Thursday, July 31, 2014

Dollar Yen breakout | Payrolls, participation, inflation and Forex

Earlier this week, on Wednesday, we remarked upon the “palpable sense out there that the US dollar is coiled, ready for action” .  Everything that has happened in the Foreign Exchange markets since then has added to that understanding.

One of the pairs most sensitive to US dollar strength, or the lack thereof, is the USDJPY instrument. It seemed for some time to have been in a well-defined sideways range but, while always accepting that Technical Analysis by the study of chart patterns can be a subjective undertaking, it would now appear that the pattern was a descending triangle, and one from which price might be in the process of breaking out to the upside (see chart above).

One problem with this is that a descending triangle is most often thought of as being a bearish signal, although in the case of a rising market prior to its formation, it can be a continuation pattern. In this case we will tend to go with the latter interpretation, especially if the US Non-Farm Payrolls report, due later today, confirms that the US economy is, at long last, coming back to what we would all regard as normality.

Payrolls, participation, inflation and Forex

And given that payrolls will be in focus today it might be appropriate to comment on the linkage between them and currency rates. At the most basic, employment rates that are tending towards full employment can generally be expected to lead to increased wages, due to good, old-fashioned market forces. This in turn causes prices to increase, as companies must get more revenue to remain profitable. So we get inflation. Workers feel the pressure of this, they look for higher wages and a cycle, which can quickly get out of control, starts. Rising inflation leads to increased currency exchange rates in the economy concerned.

Coming out of this recession there is, at the present time, no such pressure, at least not yet. In fact in Europe the big fear is deflation, which will cause consumers to postpone the purchase of big-ticket items and thereby delay recovery. So central banks in the developed economies would really like to see higher employment and even some upward pressure on wages.

Now the subject that is exercising the minds of many in the Bank of England, the ECB and the Fed is the participation rate. This refers to the proportion of those who are eligible for work but who have given up looking for it. There is a fear that the current relatively low unemployment rates in both the UK and the US are skewed because of this, and that when opportunity picks up these people will come back into the labour market. This is the reason for the talk of slack in the economy that we hear from time to time.

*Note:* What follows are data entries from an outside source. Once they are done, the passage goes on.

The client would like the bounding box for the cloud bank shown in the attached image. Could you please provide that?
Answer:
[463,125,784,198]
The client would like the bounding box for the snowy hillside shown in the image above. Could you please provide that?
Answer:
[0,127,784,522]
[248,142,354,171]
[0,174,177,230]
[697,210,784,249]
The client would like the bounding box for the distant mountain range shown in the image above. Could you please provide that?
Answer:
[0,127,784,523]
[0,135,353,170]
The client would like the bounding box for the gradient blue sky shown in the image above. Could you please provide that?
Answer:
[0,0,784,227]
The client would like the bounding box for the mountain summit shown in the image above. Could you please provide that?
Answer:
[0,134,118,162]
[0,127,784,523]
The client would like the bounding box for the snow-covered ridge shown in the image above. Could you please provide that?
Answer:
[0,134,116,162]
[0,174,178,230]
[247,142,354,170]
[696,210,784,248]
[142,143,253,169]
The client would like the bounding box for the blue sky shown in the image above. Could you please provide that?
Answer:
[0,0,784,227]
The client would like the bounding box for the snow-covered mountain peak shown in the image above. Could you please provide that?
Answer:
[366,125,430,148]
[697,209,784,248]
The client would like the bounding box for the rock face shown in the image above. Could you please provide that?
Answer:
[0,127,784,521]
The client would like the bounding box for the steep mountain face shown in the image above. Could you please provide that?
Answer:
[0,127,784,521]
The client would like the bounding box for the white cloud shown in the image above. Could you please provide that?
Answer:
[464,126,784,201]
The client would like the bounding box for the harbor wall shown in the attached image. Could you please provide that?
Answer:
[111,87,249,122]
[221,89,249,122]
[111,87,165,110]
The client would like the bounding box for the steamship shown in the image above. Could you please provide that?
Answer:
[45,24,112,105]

There are a number of theories for the relatively high number of people that seem to have opted out of the labour force. It could, indeed, be that individuals are disillusioned. In the UK economists have put it down to more self-employed, and this could be the case stateside as well. However, there is one factor that really could make the situation “different this time”. That is the large number of so-called baby boomers who are now retiring. And whatever pressure they put on pension funds in the western world in the future, it is unlikely that they will be re-entering the labour market.